Consuming stack traces noticeably slower in Java 11 than Java 8
I investigated the issue with async-profiler which can draw cool flame graphs demonstrating where the CPU time is spent.
As @AlekseyShipilev pointed out, the slowdown between JDK 8 and JDK 9 is mainly the result of StackWalker changes. Also G1 has become the default GC since JDK 9. If we explicitly set -XX:+UseParallelGC
(default in JDK 8), the scores will be slightly better.
But the most interesting part is the slowdown in JDK 11.
Here is what async-profiler shows (clickable SVG).

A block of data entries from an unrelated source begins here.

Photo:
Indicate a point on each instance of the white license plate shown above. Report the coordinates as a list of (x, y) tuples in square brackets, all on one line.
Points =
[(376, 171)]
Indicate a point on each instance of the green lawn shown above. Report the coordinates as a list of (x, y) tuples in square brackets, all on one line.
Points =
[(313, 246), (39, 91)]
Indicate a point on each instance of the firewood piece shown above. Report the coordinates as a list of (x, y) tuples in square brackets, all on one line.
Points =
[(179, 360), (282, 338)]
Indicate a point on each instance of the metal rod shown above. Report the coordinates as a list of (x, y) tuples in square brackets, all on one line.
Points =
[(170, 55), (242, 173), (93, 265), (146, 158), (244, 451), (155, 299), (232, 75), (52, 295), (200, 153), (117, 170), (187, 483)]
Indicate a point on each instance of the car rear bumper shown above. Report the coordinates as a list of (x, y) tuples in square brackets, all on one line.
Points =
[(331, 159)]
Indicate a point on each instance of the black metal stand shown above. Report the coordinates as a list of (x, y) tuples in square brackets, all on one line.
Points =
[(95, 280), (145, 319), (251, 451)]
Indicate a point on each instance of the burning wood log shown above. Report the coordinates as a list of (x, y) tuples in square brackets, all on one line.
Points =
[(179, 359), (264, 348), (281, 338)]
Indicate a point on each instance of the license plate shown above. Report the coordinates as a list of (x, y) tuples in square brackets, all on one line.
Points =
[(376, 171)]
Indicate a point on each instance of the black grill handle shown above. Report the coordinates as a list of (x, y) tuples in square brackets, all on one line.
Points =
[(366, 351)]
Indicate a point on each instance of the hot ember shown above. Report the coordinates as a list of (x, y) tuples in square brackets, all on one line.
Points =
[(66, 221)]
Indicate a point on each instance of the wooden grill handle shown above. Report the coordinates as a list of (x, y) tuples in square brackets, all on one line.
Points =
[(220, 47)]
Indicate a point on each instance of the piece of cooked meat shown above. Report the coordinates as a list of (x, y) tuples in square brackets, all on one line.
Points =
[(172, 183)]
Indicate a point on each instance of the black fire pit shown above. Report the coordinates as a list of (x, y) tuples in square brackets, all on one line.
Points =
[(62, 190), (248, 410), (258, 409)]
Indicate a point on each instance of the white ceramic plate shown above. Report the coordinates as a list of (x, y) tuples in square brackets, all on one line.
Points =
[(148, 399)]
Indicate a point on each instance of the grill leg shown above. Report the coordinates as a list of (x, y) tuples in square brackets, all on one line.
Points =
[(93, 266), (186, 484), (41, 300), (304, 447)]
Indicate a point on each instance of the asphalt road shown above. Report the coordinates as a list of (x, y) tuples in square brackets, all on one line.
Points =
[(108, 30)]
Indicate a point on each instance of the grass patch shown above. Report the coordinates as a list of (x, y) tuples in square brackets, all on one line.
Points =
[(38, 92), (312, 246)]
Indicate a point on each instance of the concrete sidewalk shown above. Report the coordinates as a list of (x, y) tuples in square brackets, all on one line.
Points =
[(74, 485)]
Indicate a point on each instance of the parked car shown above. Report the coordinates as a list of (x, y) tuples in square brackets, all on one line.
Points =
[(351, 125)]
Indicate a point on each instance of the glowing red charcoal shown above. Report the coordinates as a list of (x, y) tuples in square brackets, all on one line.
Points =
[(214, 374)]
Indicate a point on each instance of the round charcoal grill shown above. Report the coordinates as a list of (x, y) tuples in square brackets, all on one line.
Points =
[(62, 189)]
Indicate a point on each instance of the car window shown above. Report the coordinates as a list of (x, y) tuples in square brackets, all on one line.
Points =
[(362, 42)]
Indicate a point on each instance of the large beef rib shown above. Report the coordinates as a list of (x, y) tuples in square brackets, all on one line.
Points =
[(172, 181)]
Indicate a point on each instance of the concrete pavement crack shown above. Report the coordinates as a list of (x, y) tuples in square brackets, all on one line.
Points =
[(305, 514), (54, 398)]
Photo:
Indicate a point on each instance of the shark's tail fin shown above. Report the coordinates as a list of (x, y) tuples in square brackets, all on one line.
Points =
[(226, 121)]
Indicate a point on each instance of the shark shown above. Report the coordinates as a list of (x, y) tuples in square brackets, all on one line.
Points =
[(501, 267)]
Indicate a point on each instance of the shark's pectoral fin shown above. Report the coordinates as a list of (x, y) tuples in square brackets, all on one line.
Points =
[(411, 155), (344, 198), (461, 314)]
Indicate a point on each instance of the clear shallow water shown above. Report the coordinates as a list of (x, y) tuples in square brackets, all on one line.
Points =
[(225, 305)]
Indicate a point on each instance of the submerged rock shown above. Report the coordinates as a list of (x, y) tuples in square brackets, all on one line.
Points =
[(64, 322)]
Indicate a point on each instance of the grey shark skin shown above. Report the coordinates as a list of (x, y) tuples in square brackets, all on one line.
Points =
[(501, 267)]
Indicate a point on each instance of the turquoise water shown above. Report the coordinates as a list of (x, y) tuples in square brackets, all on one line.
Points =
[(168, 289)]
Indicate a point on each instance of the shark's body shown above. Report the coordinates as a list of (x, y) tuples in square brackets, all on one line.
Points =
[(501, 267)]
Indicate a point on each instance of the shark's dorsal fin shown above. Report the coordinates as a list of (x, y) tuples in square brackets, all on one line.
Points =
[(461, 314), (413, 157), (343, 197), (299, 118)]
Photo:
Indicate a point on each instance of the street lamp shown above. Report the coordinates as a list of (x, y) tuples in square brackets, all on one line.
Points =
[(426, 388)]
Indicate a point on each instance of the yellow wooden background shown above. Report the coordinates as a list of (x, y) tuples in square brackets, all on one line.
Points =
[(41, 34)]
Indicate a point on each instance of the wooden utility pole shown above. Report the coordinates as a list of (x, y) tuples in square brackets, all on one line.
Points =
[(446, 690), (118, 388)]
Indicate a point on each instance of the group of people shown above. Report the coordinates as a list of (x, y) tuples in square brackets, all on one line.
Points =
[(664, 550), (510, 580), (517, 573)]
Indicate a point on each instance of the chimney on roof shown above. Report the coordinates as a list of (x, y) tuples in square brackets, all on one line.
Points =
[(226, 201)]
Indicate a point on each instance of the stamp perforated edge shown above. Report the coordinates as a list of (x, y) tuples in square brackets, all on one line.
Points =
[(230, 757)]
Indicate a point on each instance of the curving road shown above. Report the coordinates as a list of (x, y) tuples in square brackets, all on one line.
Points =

The main difference between two profiles is in the size of java_lang_Throwable::get_stack_trace_elements
block, which is dominated by StringTable::intern
. Apparently StringTable::intern
takes much longer on JDK 11.
Let's zoom in:
Note that StringTable::intern
in JDK 11 calls do_intern
which in turn allocates a new java.lang.String
object. Looks suspicious. Nothing of this kind is seen in JDK 10 profile. Time to look in the source code.
stringTable.cpp (JDK 11)
oop StringTable::intern(Handle string_or_null_h, jchar* name, int len, TRAPS) {
// shared table always uses java_lang_String::hash_code
unsigned int hash = java_lang_String::hash_code(name, len);
oop found_string = StringTable::the_table()->lookup_shared(name, len, hash);
if (found_string != NULL) {
return found_string;
}
if (StringTable::_alt_hash) {
hash = hash_string(name, len, true);
}
return StringTable::the_table()->do_intern(string_or_null_h, name, len,
| hash, CHECK_NULL);
} |
----------------
|
v
oop StringTable::do_intern(Handle string_or_null_h, const jchar* name,
int len, uintx hash, TRAPS) {
HandleMark hm(THREAD); // cleanup strings created
Handle string_h;
if (!string_or_null_h.is_null()) {
string_h = string_or_null_h;
} else {
string_h = java_lang_String::create_from_unicode(name, len, CHECK_NULL);
}
The function in JDK 11 first looks for a string in the shared StringTable, does not find it, then goes to do_intern
and immediately creates a new String object.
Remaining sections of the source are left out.